A Run for the Roses

New daytime syndication shows are always a run for the roses. Now, in the post-NATPE (National Association of Television Program Executives) period, shows in the home stretch are already stumbling.

Twentieth TV has stopped CNBC money gal Suze Orman's show in its tracks, or at least until next year. The show had key New York, Los Angeles, and Chicago clearances, but not much else.

That doesn't speak too well for the syndication industry. Rarely do syndicates give up hard-to-come-by big-market clearances, even if time periods would be on overnight schedules. In the old days, top market clearances would typically be the lynchpin to getting a show in the game and smaller market stations would usually follow.

No longer.

Too many shows give way to few time slots and then get on the air with flimsy 1.1 ratings, much to the disappointment of distributors. Middling rookie daytime shows -- "Larry Elder" and "Tony Danza" -- can attest to this.



With Orman on the financial sidelines, Sony Pictures Television will look to lift its show hosted by Howard Stern's sidekick, Robin Quivers.

Sony had no news to report during and after the NATPE convention - a sure sign it was considering a Twentieth move, that is, wait until for next season. Now with Orman in orbit, Quivers could grab stations Orman left behind including NBC-owned outlets in Chicago and Los Angeles.

But what hope is there of succeeding? History has shown the return on investment dwindles for each new wave of first-run programming. Each year, first-run syndicated shows come on the air only to grab even smaller ratings than new shows earned the year before. National syndication advertising revenues improve every year in syndication, but it doesn't seem to compensate for lower ratings.

Over the last several years, "Dr. Phil" scored as the only big syndication hit to come on line since "Rosie O'Donnell" in the mid '90s. Warner Bros. replaced "O'Donnell' with "Ellen DeGeneres" - a modest daytime performer.

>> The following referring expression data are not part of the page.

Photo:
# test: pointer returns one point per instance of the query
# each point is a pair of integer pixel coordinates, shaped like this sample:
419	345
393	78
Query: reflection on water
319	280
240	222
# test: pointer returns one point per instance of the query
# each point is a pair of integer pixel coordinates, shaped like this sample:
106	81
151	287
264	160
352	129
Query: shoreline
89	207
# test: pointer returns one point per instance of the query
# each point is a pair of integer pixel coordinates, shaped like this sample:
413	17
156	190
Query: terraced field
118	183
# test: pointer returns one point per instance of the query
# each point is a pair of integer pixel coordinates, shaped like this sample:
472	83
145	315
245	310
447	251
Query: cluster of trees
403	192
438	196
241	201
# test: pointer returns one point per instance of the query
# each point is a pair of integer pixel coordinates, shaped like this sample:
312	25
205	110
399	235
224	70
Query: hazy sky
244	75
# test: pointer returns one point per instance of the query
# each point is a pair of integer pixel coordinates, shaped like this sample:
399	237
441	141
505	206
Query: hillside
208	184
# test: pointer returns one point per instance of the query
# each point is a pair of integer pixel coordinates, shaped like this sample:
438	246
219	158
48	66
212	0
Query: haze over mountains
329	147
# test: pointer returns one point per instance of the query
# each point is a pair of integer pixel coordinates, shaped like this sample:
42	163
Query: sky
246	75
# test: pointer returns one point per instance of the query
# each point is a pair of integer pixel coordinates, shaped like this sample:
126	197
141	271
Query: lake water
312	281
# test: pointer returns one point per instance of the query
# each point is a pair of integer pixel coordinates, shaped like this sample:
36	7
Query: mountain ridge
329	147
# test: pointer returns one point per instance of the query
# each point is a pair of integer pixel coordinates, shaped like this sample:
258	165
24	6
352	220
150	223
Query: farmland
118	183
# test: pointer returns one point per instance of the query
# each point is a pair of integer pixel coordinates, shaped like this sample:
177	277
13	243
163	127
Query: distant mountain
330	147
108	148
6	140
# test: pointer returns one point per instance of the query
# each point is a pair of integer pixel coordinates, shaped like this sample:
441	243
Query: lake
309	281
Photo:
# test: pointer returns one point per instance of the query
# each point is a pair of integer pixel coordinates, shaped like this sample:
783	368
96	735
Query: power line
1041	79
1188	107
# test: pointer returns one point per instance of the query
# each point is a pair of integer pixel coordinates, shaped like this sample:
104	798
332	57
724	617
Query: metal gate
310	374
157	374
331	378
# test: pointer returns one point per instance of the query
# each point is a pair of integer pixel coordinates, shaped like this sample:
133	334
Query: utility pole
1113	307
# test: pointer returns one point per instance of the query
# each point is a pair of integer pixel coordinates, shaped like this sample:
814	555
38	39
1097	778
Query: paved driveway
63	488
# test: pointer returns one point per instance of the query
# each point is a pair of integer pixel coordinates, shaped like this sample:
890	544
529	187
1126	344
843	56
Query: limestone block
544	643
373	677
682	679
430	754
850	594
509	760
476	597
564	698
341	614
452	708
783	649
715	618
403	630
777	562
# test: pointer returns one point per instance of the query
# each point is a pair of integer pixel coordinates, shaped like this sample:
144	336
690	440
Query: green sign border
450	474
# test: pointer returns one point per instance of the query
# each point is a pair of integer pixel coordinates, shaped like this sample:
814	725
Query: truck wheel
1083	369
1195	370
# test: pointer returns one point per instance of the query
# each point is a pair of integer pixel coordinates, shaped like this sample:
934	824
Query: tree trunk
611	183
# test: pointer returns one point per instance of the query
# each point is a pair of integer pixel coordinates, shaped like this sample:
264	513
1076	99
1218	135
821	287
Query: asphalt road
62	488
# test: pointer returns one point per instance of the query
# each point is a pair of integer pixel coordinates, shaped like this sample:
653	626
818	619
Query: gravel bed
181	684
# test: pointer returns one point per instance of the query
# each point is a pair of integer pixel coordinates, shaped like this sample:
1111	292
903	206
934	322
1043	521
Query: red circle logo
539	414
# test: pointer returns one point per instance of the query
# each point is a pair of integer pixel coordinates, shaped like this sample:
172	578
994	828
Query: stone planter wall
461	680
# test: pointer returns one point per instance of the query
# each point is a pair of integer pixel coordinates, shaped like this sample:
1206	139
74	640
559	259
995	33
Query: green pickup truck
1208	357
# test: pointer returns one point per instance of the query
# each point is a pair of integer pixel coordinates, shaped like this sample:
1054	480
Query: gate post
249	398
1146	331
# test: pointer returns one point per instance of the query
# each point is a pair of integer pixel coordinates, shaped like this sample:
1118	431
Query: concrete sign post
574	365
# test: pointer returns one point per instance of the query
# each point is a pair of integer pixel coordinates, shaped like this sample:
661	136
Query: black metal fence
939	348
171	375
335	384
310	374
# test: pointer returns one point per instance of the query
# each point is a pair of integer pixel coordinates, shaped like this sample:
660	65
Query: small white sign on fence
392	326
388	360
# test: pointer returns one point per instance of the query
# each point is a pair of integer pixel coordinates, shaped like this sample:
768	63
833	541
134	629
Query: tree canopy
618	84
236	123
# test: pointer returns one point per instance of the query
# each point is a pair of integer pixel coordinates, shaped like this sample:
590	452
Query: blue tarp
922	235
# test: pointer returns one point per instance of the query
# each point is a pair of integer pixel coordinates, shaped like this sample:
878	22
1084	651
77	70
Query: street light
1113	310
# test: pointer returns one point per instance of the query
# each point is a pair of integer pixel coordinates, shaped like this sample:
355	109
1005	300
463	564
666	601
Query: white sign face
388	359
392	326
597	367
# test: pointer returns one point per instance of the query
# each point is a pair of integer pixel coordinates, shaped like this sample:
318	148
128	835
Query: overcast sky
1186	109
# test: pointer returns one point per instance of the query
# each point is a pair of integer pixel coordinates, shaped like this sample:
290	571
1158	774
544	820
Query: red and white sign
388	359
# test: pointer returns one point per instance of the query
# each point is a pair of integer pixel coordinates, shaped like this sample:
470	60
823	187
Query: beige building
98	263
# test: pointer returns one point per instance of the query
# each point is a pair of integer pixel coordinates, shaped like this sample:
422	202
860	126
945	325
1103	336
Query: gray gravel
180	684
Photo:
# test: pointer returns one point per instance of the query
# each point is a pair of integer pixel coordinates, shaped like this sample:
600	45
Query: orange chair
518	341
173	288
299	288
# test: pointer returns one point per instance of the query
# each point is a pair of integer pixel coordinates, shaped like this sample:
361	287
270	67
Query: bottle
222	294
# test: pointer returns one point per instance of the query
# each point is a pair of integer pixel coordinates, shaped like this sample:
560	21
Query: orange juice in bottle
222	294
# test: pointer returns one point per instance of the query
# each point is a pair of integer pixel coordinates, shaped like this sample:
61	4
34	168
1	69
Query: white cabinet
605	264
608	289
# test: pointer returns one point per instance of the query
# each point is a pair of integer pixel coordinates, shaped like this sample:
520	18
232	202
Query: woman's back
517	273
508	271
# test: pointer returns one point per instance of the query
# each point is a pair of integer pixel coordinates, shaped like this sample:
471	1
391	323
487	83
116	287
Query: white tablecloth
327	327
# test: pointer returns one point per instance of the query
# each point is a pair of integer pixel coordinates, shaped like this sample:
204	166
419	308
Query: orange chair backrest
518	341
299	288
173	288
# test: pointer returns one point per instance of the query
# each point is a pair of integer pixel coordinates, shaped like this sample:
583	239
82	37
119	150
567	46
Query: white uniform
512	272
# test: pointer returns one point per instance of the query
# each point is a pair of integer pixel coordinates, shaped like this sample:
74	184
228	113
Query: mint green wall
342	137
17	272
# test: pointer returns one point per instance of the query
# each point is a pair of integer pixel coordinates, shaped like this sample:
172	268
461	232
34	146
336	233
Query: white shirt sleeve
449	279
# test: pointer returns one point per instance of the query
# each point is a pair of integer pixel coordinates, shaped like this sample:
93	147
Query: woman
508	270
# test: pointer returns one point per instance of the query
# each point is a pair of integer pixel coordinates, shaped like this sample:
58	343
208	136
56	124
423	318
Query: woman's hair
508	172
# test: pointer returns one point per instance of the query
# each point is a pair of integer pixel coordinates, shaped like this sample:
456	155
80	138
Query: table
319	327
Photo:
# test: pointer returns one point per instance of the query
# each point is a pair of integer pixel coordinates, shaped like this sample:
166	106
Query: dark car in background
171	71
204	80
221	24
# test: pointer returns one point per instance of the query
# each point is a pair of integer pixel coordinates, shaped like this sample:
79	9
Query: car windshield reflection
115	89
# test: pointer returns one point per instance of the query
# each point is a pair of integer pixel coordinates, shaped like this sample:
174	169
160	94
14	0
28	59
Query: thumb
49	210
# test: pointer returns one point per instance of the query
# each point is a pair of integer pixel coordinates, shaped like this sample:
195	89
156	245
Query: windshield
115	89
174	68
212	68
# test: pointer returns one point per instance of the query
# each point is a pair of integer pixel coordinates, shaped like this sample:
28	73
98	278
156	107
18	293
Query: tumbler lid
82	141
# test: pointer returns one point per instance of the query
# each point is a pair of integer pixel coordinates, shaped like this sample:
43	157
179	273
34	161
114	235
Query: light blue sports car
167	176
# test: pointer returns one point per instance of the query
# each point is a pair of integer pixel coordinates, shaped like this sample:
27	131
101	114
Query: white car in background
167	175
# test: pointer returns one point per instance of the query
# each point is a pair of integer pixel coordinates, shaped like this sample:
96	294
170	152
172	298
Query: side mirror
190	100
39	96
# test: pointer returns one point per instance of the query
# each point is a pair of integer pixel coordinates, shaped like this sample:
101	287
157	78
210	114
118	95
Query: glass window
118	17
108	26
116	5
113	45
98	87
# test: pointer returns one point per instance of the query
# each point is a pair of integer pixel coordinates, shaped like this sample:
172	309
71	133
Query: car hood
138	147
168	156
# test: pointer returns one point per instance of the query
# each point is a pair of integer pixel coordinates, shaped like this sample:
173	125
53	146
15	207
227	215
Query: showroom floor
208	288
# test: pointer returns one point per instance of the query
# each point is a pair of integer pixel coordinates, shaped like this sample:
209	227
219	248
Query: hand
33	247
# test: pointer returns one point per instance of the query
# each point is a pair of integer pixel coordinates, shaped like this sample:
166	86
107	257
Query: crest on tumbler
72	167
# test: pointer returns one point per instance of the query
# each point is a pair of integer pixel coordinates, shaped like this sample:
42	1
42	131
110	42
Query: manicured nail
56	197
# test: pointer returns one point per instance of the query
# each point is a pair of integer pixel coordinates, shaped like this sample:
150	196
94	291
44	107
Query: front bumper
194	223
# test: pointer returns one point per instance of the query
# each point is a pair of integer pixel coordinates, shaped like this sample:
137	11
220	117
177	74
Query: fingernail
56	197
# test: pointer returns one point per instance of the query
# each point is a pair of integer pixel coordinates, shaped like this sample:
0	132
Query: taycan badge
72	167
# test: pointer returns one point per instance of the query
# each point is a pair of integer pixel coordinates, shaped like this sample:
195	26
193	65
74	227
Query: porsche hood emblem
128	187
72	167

This year, for good measure, Warner Bros. has pushed hot talent "Tyra Banks" to a healthy launch on Fox owned and operated stations. But as good as Banks is, few have any idea what her daytime show is about.

The same wishy-washy theme is at NBC Universal Television. It has that crazy homemaker extraordinaire, and ex-con, Martha Stewart - by way of Mark Burnett Productions - fronting a mainstream daytime show, which has been cleared on most NBC-owned stations.

What is this show about? I can't clearly tell you that either, though I wouldn't be too wrong in saying that makeovers, celebrities, food segments, and/or family problem solving would be the logical topics of the day.

That's not good enough. Okay. How about segments on wives-who-leave-their-husbands-for-their-vacuum cleaners? This always works for "Jerry Springer" and "Maury."

Nothing original. But that's okay. Viewers need something during daytime hours. Advertisers need to sell product. And syndicators have stopped looking to re-create the wheel.

We all need something to vamp until we get to our local news car chases.